Unfortunately, we must convert $9.8 \text{m/sec}^2$ into kilometers per hour. There are $1000$ meters in a kilometer and $(3600)^2$ square seconds in a square hour, so we multiply by $\frac{3600^2}{1000}$ and get

$g=127008$ kilometers per square hour.

Therefore,

$\theta = \tan ^{-1}(\frac{v^2}{8(127008)})$

Plugging this into the earlier equation gives us

$v_f^2 \times \cos \tan ^{-1}(\frac{v^2}{8(127008)})=720^2$ .

Solving this equation for $v_f$ gives us $v_f=776.37$ . Therefore,

$\Delta v = v_f-v=\boxed{56.4}$

The relevant forces acting on the aircraft are the lift $F_{L}$ and the weight $F_{g}=m g$ . There are two more forces acting on the plane: thrust and drag. However, they need not be taken into account as they cancel out. When the plane is flying horizontally at $v_{0}=720 km/h$ we have that $F_{g}=mg=F_{L}=k v_{0}^{2}\rightarrow k=\frac{mg}{v_{0}^{2}} .$ When the plane banks, the airspeed must be increased in order to keep the same vertical component of the lift force.
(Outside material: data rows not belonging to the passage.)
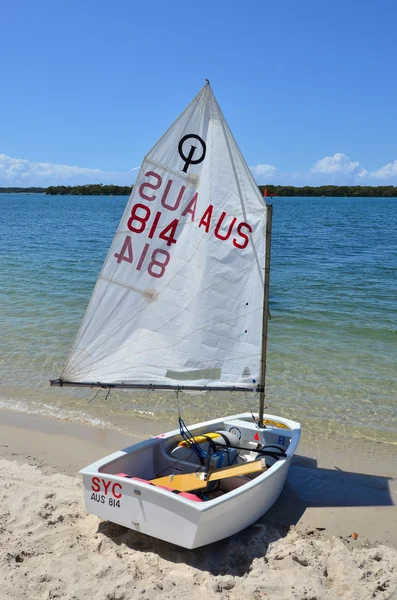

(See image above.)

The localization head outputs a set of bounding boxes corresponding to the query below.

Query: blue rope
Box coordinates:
[178,417,206,460]
[214,451,223,468]
[178,418,231,470]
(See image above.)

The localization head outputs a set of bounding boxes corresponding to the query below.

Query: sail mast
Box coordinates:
[258,203,273,426]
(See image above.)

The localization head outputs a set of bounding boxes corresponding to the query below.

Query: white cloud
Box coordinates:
[367,160,397,180]
[3,151,397,188]
[0,153,133,186]
[250,163,277,182]
[251,153,397,185]
[311,154,397,183]
[310,153,364,176]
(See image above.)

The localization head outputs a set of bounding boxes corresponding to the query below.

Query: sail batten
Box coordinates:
[59,83,267,392]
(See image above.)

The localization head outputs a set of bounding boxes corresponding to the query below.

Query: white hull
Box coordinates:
[80,412,300,549]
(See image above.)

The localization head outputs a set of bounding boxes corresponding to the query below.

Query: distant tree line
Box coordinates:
[46,184,397,197]
[45,184,132,195]
[0,187,46,193]
[1,184,397,197]
[258,185,397,197]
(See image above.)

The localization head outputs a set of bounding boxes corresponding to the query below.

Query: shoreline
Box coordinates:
[1,408,397,599]
[1,408,396,548]
[3,189,397,198]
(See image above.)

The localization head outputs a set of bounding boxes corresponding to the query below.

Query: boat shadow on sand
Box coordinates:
[97,454,395,576]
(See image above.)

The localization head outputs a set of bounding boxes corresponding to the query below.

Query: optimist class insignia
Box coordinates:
[178,134,206,172]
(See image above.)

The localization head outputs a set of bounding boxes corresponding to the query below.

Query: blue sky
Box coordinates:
[1,0,397,187]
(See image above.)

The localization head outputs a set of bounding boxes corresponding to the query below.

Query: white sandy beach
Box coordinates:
[1,412,397,600]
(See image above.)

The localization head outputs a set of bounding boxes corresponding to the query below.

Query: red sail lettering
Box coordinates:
[233,222,252,249]
[181,192,198,221]
[214,212,237,241]
[198,204,213,232]
[161,179,186,211]
[139,171,162,201]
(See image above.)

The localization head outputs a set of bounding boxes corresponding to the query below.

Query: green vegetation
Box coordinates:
[46,184,132,195]
[258,185,397,197]
[0,187,46,193]
[1,184,397,197]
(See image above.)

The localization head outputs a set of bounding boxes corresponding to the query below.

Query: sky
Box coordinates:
[1,0,397,187]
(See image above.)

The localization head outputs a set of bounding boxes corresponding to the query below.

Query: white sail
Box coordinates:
[61,83,267,390]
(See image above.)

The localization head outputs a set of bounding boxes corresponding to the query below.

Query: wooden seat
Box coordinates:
[150,459,267,493]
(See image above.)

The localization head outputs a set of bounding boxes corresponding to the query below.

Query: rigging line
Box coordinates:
[88,387,103,403]
[244,391,258,424]
[178,416,206,462]
[64,88,210,370]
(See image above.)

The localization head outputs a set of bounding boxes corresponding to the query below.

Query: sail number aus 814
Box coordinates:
[114,238,169,278]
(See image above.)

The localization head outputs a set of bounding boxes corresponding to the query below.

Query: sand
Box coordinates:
[1,411,397,600]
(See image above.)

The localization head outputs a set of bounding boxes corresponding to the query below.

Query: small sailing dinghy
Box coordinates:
[51,81,300,549]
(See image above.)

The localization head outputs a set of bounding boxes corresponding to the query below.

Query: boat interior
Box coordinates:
[97,418,293,502]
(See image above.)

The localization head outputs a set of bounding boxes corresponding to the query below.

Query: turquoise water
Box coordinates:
[0,193,396,447]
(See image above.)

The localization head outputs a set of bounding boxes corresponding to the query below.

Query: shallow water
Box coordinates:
[0,193,396,449]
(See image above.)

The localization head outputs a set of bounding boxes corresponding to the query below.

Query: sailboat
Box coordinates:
[51,81,300,549]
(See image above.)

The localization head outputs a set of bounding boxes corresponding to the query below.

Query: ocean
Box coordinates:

From a free body diagram we see that $F_{L}^{2}= F_{g}^{2}+ F_{net}^{2}$ Here $F_{L}= k v^{2}$ while $F_{net}$ is the net force acting on the plane. Clearly, the acceleration of the plane during its turn is centripetal. From Newton's second Law we have that $F_{net}=\frac{ m v^{2}}{R}.$ Combining the above equations we find the velocity of the plane during the turn. $v= \frac{ v_{0}}{(1-\frac{v_{0}^{4}}{g^{2}R^{2}})^{1/4}}=776.4 \textrm{ km/h} \rightarrow \Delta{v}=56.4 \textrm{ km/h} .$